The game is broken up into the aforementioned sections by character, but also by play type. So, you play all button press games in a row, or all tilt games, or all touch screen games, but after you’ve been there done that with it all, there’s a mode where you bounce between the different types, with the only warning you’re getting for the next game being a flash of the control type you’ll employ during it. This is what’s really new to Gold, because the previous WarioWare games were focused very much on one control type: as Gold is bringing all those types together in one place, it only made sense to throw them all at you at once, in randomized orders, as the true challenge and evolution of the WarioWare concept.
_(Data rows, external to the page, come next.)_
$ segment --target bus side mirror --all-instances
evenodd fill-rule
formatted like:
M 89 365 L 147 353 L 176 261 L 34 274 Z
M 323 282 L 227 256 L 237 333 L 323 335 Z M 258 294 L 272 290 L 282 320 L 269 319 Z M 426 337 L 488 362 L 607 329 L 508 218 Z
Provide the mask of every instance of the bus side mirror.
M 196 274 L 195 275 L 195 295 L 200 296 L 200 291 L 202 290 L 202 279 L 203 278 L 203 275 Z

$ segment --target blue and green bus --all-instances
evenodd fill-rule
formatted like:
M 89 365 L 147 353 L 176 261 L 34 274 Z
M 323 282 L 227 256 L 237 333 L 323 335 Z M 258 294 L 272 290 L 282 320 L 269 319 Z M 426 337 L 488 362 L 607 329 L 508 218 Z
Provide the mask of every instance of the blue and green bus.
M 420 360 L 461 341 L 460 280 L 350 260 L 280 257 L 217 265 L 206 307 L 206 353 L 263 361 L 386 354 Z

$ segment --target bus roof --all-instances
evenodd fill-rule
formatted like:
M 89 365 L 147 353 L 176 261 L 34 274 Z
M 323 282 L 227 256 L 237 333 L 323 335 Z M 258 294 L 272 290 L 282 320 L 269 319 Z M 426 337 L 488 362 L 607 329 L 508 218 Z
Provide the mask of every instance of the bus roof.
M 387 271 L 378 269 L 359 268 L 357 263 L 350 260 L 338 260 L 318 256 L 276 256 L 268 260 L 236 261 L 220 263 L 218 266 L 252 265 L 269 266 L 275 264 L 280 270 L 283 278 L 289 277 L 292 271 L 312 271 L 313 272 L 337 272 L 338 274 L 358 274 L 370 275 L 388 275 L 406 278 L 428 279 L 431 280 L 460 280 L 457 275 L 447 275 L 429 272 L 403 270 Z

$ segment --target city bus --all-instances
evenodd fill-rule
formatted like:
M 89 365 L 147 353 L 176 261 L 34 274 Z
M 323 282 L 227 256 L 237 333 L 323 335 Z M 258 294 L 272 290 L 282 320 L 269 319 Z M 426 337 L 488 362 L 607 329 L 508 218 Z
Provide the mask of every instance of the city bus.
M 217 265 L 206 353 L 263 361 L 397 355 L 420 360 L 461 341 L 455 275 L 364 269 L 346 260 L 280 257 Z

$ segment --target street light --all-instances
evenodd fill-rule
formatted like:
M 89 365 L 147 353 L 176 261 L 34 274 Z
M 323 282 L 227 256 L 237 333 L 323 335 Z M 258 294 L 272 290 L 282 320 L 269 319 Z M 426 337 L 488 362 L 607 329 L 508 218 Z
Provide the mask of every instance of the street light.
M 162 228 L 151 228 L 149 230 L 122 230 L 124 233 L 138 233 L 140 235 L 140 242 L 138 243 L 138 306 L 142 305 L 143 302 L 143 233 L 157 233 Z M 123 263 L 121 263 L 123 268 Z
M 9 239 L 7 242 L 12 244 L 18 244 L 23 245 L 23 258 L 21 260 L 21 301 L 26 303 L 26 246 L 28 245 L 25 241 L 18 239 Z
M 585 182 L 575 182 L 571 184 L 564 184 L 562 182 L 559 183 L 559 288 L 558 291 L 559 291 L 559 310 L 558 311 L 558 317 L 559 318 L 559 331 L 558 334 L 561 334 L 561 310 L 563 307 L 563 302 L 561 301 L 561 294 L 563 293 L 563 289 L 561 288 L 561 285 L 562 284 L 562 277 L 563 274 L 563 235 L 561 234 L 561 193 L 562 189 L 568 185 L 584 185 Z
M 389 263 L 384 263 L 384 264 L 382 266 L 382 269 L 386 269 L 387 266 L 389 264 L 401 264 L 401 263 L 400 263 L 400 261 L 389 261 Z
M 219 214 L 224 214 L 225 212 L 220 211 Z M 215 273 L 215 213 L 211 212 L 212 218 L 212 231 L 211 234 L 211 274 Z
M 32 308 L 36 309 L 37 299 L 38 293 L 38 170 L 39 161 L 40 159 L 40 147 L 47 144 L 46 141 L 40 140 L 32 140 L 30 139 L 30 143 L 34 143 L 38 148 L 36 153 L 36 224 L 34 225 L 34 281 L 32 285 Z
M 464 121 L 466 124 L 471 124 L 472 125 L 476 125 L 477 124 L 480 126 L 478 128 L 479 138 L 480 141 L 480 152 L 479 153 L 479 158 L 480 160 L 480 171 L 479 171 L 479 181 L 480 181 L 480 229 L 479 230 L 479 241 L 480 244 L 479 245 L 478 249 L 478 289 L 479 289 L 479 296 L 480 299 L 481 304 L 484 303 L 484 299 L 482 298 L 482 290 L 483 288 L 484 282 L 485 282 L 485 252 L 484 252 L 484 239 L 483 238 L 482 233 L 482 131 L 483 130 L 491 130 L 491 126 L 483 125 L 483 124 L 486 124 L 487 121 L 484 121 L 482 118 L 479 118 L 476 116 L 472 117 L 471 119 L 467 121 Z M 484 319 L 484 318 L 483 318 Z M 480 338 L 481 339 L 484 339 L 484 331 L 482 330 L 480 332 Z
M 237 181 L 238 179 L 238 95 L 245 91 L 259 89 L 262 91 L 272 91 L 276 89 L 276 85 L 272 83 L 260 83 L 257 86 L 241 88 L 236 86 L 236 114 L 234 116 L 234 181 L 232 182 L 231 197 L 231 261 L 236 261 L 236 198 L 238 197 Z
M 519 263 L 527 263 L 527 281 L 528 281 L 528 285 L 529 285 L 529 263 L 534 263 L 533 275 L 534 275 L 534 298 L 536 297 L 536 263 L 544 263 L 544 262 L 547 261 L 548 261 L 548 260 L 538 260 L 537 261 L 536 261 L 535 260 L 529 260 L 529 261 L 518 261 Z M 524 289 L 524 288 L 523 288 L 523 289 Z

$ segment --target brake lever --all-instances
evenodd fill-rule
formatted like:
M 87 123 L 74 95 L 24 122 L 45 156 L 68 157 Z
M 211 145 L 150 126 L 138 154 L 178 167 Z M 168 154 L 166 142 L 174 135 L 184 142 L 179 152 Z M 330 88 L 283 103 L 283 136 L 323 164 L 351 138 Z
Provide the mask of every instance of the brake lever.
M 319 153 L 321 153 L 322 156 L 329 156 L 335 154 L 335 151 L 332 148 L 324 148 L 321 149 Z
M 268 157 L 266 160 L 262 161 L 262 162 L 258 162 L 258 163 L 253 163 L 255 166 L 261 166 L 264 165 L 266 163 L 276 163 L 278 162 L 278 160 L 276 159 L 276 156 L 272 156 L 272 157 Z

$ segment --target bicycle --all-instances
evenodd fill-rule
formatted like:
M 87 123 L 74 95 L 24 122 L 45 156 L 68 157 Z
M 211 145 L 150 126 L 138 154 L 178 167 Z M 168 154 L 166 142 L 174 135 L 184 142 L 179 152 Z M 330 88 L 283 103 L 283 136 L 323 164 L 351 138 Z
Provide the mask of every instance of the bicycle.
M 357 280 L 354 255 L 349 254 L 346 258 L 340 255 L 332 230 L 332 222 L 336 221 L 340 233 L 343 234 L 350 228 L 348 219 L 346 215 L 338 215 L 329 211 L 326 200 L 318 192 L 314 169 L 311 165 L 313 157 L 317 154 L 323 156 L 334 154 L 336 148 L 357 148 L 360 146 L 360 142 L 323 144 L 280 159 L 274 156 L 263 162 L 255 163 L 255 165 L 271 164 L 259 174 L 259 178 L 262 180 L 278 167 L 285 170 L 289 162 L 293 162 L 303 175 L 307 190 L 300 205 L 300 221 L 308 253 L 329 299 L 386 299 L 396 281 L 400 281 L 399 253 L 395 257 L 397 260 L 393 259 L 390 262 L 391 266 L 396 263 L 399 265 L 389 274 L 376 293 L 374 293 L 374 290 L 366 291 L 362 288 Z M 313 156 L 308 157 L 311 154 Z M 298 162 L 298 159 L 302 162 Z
One of WarioWare’s strengths is that it manages to feel like a throwback even though the games are throwbacks to a time that never actually existed in mainstream gaming. Microgames were a concept popularized by WarioWare itself, but the relative simplicity, lack of complexity, whatever you want to refer to its ethos as, is what made it feel like a throwback at a time where complexity, scale, and graphical fidelity all ramped up across the industry. Actual old games were often hard, obtuse, and required a time investment and maybe even reading the instruction manual to figure out. WarioWare similarly demands immediate understanding and action or else you’ll never get anywhere, but does so in a way where it’s easy to play and only difficult to master. Highly enjoyable, fun to revisit, and with Gold specifically, you get the largest and most diverse selection of microgames going. It’s hard to argue with that, even if some people made sure to.